ERIC Identifier: ED405913
Publication Date: 1997-02-00
Author: Lee, Lucy
Source: ERIC Clearinghouse for Community Colleges Los Angeles CA.
Civic Literacy, Service Learning, and Community Renewal. ERIC Digest.
Coping with escalating costs, responding to greater diversity among students, and keeping pace with changing technology are all high priorities for today's educators. In the midst of these demands, however, colleges are striving to reconnect with the communities they serve. At a time of widespread public cynicism about social institutions, America's community colleges can function as catalysts for community renewal, at the same time reasserting the relevance and value of postsecondary education in preparing students for productive citizenship.
Nearly 10 years ago, the Commission on the Future of the Community College called for a new commitment to community-building, and urged further development of service learning curricula. This Digest reviews some of the empirical models of civic renewal and experiential curricula in use at community colleges around the country.
Lynn Barnett cites a surge in service learning programs at community colleges, as evidenced in a national survey reported in the "Community College Times" in 1995. Service learning is classroom based, but involves an experiential component, usually volunteer work, that ties in with the in-class curriculum. About a third of the colleges surveyed had formalized service learning in their course work; nearly half provided an office or campus center to coordinate and communicate community service opportunities to students. Only a handful of the colleges specified a service requirement for graduation; nonetheless there is growing recognition, according to Barnett, of the natural fit between service learning and the mission of community colleges as teaching and community-serving institutions.
1. Balancing course materials to reflect the seemingly conflicting values of individual rights and community responsibility.
2. Being prepared to confront the ethical issues raised.
3. Incorporating more opportunities for experiential learning into their course work.
Similarly, community college trustees and administrators can model good citizenship by:
1. Acting as the conveners for partnerships involving education, business, and the community.
2. Sharing and publicizing "best practices" in community service.
3. Using faculty and staff performance evaluations to recognize and reward community involvement (Mathias).
For civic literacy and service learning programs to thrive, however, they must inspire the authentic enthusiasm of students. How do educators help develop in their students the lifelong habit of community involvement? Fundamental to the task is stimulating a discussion about civic responsibility and the nature of democracy (McCarty; Mathias). The study of philosophy, according to McCarty, provides a foundation for social action, and is therefore intimately connected to the notion of service. Drawing from such authors as Sophocles, Plato, Machiavelli, and Locke, students prepare to make the leap from theoretical texts to exploration of real-world dilemmas in a course on "Society and the Individual" at Anne Arundel Community College in Maryland (Mathias). Similarly, in an applied leadership theory class at Miami-Dade Community College (M-DCC), students use writing assignments to reflect on ways to reconcile individual and collective goals in a democratic society (Exley).

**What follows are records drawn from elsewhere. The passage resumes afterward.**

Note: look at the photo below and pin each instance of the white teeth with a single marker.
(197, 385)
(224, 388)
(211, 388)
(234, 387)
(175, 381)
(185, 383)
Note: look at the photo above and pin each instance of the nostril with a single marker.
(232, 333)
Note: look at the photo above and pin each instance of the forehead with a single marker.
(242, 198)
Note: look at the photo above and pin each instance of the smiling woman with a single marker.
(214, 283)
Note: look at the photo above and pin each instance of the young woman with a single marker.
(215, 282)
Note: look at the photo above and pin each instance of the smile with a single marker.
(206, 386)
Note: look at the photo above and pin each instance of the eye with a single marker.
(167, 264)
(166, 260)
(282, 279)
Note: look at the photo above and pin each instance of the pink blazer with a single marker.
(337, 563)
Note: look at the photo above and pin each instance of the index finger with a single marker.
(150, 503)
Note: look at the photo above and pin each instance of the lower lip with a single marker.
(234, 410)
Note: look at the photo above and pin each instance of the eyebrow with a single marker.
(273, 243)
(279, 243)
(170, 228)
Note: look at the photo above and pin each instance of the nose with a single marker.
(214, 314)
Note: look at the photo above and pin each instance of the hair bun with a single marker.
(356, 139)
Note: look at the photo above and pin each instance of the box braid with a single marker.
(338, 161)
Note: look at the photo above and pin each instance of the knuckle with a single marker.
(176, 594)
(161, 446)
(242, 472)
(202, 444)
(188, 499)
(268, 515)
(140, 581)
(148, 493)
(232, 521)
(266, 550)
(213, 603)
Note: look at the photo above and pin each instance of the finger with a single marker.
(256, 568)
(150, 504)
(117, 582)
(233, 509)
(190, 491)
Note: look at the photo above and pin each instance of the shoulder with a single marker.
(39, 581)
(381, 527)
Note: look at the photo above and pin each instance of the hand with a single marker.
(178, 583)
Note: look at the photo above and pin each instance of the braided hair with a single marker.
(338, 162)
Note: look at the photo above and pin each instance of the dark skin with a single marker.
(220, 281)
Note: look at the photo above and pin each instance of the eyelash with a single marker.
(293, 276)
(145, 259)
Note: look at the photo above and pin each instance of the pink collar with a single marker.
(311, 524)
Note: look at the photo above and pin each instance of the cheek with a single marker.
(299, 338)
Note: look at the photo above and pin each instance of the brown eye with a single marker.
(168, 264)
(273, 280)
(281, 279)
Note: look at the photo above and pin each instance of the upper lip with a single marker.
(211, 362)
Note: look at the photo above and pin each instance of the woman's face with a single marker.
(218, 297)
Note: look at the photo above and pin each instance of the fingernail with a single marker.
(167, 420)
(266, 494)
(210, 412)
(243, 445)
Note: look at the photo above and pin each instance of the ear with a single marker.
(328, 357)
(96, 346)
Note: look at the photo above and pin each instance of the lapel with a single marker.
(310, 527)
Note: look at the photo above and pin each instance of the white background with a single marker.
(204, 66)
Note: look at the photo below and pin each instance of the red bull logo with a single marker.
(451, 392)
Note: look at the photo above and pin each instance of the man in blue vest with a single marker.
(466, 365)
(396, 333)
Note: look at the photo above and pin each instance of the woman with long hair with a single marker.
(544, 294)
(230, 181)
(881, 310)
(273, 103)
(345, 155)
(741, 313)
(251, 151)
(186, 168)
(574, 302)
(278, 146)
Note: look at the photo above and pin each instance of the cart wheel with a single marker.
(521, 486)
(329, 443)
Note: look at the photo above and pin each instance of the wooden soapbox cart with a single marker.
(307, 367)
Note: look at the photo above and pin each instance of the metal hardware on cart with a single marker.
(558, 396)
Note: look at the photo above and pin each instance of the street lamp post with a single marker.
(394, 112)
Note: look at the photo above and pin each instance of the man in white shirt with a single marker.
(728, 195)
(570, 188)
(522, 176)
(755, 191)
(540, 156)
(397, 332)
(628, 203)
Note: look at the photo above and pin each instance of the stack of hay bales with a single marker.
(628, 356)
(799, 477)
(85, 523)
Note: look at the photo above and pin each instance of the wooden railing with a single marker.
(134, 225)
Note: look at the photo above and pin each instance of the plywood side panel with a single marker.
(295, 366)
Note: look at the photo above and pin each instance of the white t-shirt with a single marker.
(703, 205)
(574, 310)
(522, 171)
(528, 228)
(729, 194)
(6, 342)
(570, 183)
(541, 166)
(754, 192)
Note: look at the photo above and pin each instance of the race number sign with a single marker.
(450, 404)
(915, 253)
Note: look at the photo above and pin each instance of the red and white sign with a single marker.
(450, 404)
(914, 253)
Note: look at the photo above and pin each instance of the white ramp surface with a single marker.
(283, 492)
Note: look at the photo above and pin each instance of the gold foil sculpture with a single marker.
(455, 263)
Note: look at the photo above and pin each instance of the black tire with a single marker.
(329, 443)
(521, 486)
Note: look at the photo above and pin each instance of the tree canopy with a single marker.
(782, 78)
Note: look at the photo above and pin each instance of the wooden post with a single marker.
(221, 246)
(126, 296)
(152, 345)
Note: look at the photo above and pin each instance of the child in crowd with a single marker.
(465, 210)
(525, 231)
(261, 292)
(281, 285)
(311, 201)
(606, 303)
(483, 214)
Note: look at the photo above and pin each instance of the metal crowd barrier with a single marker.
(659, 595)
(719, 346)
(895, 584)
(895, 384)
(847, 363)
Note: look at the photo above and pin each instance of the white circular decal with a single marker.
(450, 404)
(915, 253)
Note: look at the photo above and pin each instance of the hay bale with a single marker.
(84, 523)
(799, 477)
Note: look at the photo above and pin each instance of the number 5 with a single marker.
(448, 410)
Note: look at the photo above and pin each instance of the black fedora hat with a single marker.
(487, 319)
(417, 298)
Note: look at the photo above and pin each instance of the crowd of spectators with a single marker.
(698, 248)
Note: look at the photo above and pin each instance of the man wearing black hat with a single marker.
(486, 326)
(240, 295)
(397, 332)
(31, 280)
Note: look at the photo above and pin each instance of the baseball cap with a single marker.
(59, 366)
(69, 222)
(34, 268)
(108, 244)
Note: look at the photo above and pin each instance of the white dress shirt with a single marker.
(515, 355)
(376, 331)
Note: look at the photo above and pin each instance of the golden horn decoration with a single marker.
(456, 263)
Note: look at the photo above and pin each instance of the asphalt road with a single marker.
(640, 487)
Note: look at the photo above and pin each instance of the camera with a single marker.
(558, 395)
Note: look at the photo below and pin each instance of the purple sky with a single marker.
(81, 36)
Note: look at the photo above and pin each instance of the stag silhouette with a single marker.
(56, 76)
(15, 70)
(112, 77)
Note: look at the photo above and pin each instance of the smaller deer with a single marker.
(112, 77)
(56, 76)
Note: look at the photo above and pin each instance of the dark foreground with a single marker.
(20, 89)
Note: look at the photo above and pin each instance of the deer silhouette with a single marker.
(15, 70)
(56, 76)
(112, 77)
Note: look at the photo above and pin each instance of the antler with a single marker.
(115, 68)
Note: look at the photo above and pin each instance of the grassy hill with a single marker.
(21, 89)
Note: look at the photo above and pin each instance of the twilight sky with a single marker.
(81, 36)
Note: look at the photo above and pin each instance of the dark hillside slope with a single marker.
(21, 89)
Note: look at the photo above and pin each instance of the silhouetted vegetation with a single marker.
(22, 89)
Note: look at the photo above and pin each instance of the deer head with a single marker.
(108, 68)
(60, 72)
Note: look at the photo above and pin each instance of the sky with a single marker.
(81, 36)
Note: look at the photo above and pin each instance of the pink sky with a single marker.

Miami-Dade Community College is a forerunner in the development of experiential learning through community service. Service learning, according to M-DCC, must first be defined by a sound partnership between the college and a community agency. The service learning curricula is designed to respond to an important need in the community. It must include an academic component, usually faculty-led reflections connecting students' volunteer experience to other course requirements (Exley). The Partners in Action and Learning project at M-DCC, implemented in 1993, began with workshops that introduced faculty to service learning, and the establishment of two pilot centers within this large, five-campus community college. Faculty minigrants were used to fund the initial outreach efforts, involving more than 800 students at 145 agencies throughout Dade County; academic credit was awarded on the basis of demonstrated learning. Student satisfaction surveys indicated that service learning experiences helped students connect their effort to a broader concern with social problems.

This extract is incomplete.